Current privacy concerns with LLMs focus on things like the model directly remembering training data or easily revealing information with a single question. This paper highlights a more subtle issue: information 'leaks' gradually as an LLM participates in a series of interactions. Even if each individual response seems safe, the combined effect can allow someone to piece together sensitive details. This is especially concerning in systems where multiple LLMs are chatting with each other or with users.
What's the solution?
The researchers developed two methods to combat this 'compositional privacy leakage'. The first, called Theory-of-Mind defense, involves LLMs trying to anticipate how their answers might be misused to extract private information. The second, Collaborative Consensus Defense, has LLMs work together and 'vote' on responses to prevent sensitive details from spreading. They tested these defenses by trying to trick the LLMs into revealing information and measuring how well the defenses blocked those attempts while still allowing the LLMs to perform their tasks effectively.
Why it matters?
This research is important because as LLMs become more common in collaborative systems – like virtual assistants working together – this new type of privacy risk becomes more significant. The findings provide practical strategies for building safer multi-agent LLM systems and balancing the need for privacy with the usefulness of these powerful tools. It shows that simply preventing leakage in individual responses isn't enough; we need to consider how information accumulates over time and across interactions.
Abstract
As large language models (LLMs) become integral to multi-agent systems, new privacy risks emerge that extend beyond memorization, direct inference, or single-turn evaluations. In particular, seemingly innocuous responses, when composed across interactions, can cumulatively enable adversaries to recover sensitive information, a phenomenon we term compositional privacy leakage. We present the first systematic study of such compositional privacy leaks and possible mitigation methods in multi-agent LLM systems. First, we develop a framework that models how auxiliary knowledge and agent interactions jointly amplify privacy risks, even when each response is benign in isolation. Next, to mitigate this, we propose and evaluate two defense strategies: (1) Theory-of-Mind defense (ToM), where defender agents infer a questioner's intent by anticipating how their outputs may be exploited by adversaries, and (2) Collaborative Consensus Defense (CoDef), where responder agents collaborate with peers who vote based on a shared aggregated state to restrict sensitive information spread.

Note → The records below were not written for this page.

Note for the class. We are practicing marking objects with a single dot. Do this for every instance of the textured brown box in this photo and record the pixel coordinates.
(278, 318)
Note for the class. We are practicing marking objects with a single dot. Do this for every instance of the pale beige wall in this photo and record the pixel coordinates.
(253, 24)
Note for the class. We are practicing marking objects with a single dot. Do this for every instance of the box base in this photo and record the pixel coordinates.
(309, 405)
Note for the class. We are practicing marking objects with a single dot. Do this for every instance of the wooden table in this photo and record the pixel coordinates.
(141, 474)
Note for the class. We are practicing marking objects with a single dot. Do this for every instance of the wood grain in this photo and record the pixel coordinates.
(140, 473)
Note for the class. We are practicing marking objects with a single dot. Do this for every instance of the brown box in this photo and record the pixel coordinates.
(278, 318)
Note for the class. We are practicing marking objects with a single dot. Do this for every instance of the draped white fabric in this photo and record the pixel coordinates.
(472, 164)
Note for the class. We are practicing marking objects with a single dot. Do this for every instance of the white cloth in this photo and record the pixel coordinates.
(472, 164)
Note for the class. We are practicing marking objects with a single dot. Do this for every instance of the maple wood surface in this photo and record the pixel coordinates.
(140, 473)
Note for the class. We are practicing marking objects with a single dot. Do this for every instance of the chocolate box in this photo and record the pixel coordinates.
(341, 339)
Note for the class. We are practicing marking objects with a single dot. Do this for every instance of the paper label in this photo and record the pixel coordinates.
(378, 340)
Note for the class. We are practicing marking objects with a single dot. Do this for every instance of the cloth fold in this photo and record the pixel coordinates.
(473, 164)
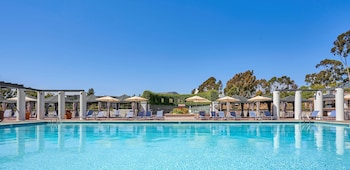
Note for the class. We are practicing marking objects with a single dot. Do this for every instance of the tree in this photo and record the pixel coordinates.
(32, 93)
(7, 92)
(332, 74)
(281, 83)
(90, 92)
(342, 49)
(243, 84)
(49, 95)
(209, 84)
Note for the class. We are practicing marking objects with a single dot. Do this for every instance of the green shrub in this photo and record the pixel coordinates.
(180, 110)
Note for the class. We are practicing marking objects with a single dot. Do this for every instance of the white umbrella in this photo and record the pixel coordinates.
(228, 99)
(109, 100)
(259, 99)
(197, 99)
(27, 99)
(135, 99)
(347, 97)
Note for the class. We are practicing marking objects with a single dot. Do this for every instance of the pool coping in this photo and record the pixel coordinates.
(11, 123)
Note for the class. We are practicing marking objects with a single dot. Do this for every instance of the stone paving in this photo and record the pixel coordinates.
(175, 119)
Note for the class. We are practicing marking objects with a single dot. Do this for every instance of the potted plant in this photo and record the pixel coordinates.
(68, 114)
(27, 115)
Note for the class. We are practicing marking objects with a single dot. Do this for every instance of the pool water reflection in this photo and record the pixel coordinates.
(175, 146)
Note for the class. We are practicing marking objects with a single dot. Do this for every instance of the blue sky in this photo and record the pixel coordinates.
(128, 46)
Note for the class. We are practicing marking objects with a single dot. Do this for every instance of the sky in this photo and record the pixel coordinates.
(126, 47)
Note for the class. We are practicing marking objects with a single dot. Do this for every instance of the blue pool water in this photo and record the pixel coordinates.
(175, 146)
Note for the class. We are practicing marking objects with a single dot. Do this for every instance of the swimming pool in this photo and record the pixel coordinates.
(175, 146)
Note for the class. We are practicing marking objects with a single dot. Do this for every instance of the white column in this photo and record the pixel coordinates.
(60, 136)
(339, 104)
(82, 105)
(40, 106)
(339, 140)
(297, 106)
(21, 142)
(297, 136)
(82, 138)
(319, 136)
(276, 104)
(61, 104)
(276, 138)
(319, 100)
(40, 137)
(21, 105)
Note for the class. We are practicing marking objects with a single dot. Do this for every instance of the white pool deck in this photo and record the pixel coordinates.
(167, 119)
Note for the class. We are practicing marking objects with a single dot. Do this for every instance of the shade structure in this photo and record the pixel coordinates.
(27, 99)
(259, 99)
(109, 100)
(54, 99)
(347, 97)
(227, 99)
(197, 99)
(292, 99)
(135, 99)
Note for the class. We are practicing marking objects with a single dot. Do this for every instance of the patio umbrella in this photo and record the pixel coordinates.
(259, 99)
(347, 97)
(135, 99)
(109, 100)
(4, 106)
(75, 109)
(27, 99)
(197, 99)
(227, 99)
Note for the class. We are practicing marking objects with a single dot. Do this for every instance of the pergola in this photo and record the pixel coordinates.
(41, 100)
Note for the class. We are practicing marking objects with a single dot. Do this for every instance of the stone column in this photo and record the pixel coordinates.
(339, 140)
(61, 104)
(297, 136)
(276, 104)
(21, 105)
(297, 105)
(339, 104)
(40, 106)
(319, 101)
(82, 105)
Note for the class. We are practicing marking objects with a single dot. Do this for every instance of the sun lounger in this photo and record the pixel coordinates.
(252, 114)
(201, 115)
(159, 115)
(148, 115)
(130, 115)
(332, 115)
(100, 114)
(8, 113)
(313, 115)
(89, 114)
(213, 115)
(116, 113)
(267, 115)
(222, 115)
(233, 115)
(140, 114)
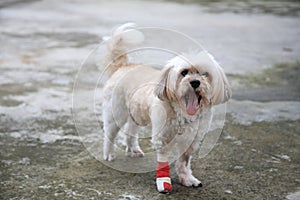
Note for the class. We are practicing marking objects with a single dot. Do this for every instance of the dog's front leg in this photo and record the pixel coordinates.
(163, 179)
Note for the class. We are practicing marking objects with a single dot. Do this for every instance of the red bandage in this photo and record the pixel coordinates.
(163, 180)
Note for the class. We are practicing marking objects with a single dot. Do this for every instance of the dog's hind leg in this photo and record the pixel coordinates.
(183, 168)
(111, 130)
(131, 131)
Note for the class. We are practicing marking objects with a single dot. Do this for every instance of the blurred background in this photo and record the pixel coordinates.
(42, 46)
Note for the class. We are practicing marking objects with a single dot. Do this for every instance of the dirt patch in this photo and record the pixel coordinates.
(250, 162)
(279, 83)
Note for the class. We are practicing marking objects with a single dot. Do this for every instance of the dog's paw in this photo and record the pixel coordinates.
(134, 152)
(190, 181)
(164, 184)
(109, 156)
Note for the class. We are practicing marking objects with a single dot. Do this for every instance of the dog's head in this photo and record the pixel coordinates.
(193, 82)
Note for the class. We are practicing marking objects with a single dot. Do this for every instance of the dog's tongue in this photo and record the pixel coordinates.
(192, 103)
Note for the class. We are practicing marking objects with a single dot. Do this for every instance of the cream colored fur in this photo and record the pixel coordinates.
(138, 95)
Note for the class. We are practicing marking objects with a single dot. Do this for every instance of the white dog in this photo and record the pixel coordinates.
(176, 102)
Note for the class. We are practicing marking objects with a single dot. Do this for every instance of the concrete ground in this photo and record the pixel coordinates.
(43, 44)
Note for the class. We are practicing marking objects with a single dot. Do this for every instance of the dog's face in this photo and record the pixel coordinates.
(193, 82)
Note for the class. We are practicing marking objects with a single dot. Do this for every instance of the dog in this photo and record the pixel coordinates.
(176, 102)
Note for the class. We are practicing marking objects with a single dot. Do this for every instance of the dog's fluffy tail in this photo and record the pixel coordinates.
(122, 40)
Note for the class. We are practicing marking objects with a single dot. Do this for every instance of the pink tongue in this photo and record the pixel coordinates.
(192, 104)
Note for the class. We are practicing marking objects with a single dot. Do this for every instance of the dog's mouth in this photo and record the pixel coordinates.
(192, 101)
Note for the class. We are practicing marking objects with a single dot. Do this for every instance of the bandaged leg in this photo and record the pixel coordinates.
(163, 180)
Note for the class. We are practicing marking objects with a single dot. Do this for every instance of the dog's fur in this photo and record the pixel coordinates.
(138, 95)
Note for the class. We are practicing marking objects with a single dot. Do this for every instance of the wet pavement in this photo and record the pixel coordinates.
(43, 44)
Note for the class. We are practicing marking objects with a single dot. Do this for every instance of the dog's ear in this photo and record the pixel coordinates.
(162, 90)
(222, 91)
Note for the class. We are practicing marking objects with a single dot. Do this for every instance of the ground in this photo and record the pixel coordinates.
(42, 46)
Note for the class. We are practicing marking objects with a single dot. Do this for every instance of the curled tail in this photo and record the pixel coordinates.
(118, 44)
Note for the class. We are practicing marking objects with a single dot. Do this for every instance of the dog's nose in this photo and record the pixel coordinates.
(195, 83)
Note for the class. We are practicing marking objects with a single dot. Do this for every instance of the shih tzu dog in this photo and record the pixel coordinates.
(176, 102)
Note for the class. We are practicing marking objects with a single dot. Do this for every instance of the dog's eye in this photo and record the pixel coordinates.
(205, 74)
(184, 72)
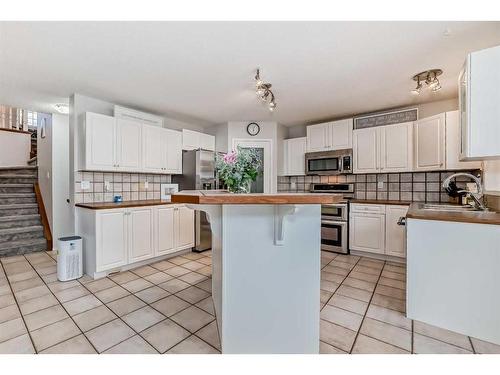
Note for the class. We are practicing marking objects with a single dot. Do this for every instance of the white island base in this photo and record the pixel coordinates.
(266, 276)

Crucially, we balance our evaluation across compositions that expose sensitive information and compositions that yield benign inferences. Our experiments quantify how these defense strategies differ in balancing the privacy-utility trade-off. We find that while chain-of-thought alone offers limited protection to leakage (~39% sensitive blocking rate), our ToM defense substantially improves sensitive query blocking (up to 97%) but can reduce benign task success. CoDef achieves the best balance, yielding the highest Balanced Outcome (79.8%), highlighting the benefit of combining explicit reasoning with defender collaboration. Together, our results expose a new class of risks in collaborative LLM deployments and provide actionable insights for designing safeguards against compositional, context-driven privacy leakage.